CISOs across the country are telling us that their jobs are becoming increasingly more difficult (as their power to veto is becoming increasingly diminished) when faced with the business’ needs to support consumer technologies, such as social, video, mobile, and cloud. This is the groundswell movement depicted in Bernoff and Schadler’s “Empowered." Bernoff and Schadler described that businesses are empowering their employees with these new technologies to optimize operations or better serve customers. In this era of empowerment, corporate data are going into the cloud. Mobile devices are edging out traditional PCs; social technologies are enabling ad hoc collaborations anytime, from anywhere. As a result, the enterprise risk landscape has changed and will change further.

My report, “Securing An Empowered Enterprise," co-authored with Ted Schadler, takes a look at the consumerization phenomenon from the eyes of an IT security professional. We interviewed many security and business folks; two things stood out from all the interviews:

  • Empowerment is a challenge worth tackling. The empowered movement is an important source of innovation for the organization. At the same time, this represents an opportunity to reinvent the role of IT security from a back-office function to a crucial business function — the fulcrum for innovation.
  • IT security needs to adopt an empowered mindset or risk becoming obsolete. The empowered movement will happen with or without IT’s blessing. If IT security does not align its strategies with business initiatives, the corporate security function may become irrelevant.   

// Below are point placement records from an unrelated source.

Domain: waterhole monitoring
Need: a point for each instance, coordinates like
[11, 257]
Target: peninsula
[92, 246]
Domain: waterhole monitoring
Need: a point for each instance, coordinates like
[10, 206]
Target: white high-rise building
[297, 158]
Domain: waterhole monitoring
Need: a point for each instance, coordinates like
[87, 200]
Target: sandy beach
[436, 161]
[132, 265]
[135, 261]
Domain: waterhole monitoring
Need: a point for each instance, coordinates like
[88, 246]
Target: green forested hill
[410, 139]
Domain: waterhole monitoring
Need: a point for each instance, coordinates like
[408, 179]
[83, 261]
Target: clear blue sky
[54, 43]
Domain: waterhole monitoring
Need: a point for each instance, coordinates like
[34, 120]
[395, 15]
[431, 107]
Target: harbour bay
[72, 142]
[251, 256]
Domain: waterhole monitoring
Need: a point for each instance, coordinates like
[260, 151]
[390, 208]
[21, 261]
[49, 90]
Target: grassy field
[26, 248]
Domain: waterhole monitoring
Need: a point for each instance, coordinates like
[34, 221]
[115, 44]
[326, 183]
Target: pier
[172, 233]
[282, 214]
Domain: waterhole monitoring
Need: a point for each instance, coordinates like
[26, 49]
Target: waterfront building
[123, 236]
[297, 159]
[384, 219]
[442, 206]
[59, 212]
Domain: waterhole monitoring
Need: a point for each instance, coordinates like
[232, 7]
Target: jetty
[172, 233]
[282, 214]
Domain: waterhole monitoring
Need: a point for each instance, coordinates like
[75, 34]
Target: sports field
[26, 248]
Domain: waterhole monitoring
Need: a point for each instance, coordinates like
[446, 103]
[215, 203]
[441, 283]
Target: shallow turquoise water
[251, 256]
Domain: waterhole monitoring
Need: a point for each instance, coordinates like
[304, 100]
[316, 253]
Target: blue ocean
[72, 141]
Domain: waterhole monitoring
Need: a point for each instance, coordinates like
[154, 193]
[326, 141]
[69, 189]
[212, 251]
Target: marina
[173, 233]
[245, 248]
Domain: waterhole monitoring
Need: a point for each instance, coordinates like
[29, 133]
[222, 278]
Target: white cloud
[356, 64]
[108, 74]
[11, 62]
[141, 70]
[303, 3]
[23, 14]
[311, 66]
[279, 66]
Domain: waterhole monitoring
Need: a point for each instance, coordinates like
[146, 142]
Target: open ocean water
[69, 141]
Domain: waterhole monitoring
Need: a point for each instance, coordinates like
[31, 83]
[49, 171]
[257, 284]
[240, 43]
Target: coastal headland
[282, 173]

We believe that an empowered organization can actually be safer and more secure than a traditional enterprise. There are a number of reasons why this might be the case:

  • New requirements foster innovations: An empowered enterprise will demand a more nimble protection strategy that decouples protection from infrastructure (thinking virtualization). This not only adds agility to the system but may also allow the enterprise to easily incorporate new technologies as they become available.  
  • Focusing on threats incite the right  behavior for security: Since consumer technologies change at a rapid pace, security functions must focus on threats, rather than the actual technology itself. At a conceptual level, this puts substantial value on secure software, data-aware application controls, and threat mitigation techniques built directly within the application, which are all things that the security industry has been advocating for a long time.    

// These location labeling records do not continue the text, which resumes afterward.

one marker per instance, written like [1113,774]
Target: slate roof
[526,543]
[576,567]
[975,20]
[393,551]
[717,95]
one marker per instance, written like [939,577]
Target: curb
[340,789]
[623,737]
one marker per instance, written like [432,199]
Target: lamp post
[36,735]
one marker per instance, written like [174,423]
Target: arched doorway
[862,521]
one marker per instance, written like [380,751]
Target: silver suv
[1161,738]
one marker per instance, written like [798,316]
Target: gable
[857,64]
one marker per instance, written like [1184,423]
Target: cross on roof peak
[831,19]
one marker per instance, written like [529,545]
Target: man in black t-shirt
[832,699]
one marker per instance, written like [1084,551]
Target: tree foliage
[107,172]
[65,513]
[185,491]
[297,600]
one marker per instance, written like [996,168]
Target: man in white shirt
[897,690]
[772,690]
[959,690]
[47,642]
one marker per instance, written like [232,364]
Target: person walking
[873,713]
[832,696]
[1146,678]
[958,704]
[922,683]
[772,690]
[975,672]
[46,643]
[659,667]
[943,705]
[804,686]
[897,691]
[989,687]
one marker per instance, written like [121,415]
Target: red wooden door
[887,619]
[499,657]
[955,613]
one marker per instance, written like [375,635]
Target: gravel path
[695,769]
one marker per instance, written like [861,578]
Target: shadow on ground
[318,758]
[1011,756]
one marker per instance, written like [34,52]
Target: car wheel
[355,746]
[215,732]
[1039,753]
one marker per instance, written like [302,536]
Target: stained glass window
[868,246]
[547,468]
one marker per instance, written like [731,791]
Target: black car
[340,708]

This is indeed an opportunity to not only redesign your security architecture to mitigate risks, but also usher in fundamental changes that will make the environment a safer and more secure place for enterprise computing.

The report goes into detail about a new way to design your security architecture for an empowered enterprise. I won’t go into details here. But at a conceptual level, you need to follow these directions:

  • Decouple risk management from control
  • Keep security assessment light and agile
  • Trust business to do the right thing, but verify the results

The report is especially meaningful, timing wise, as I am about to travel to DC for a World Economic Forum workshop where industry thought leaders are gathered to make recommendations to the WEF organizers for the 2011 forum agenda. I will be participating in the cloud computing workshop. As cloud is one of the “empowered” technologies, the report could not have come at a more opportune time.  

I would love to hear what you think of the report and in particular, your experience with securing an enterprise that has empowered its employees with the consumer technologies.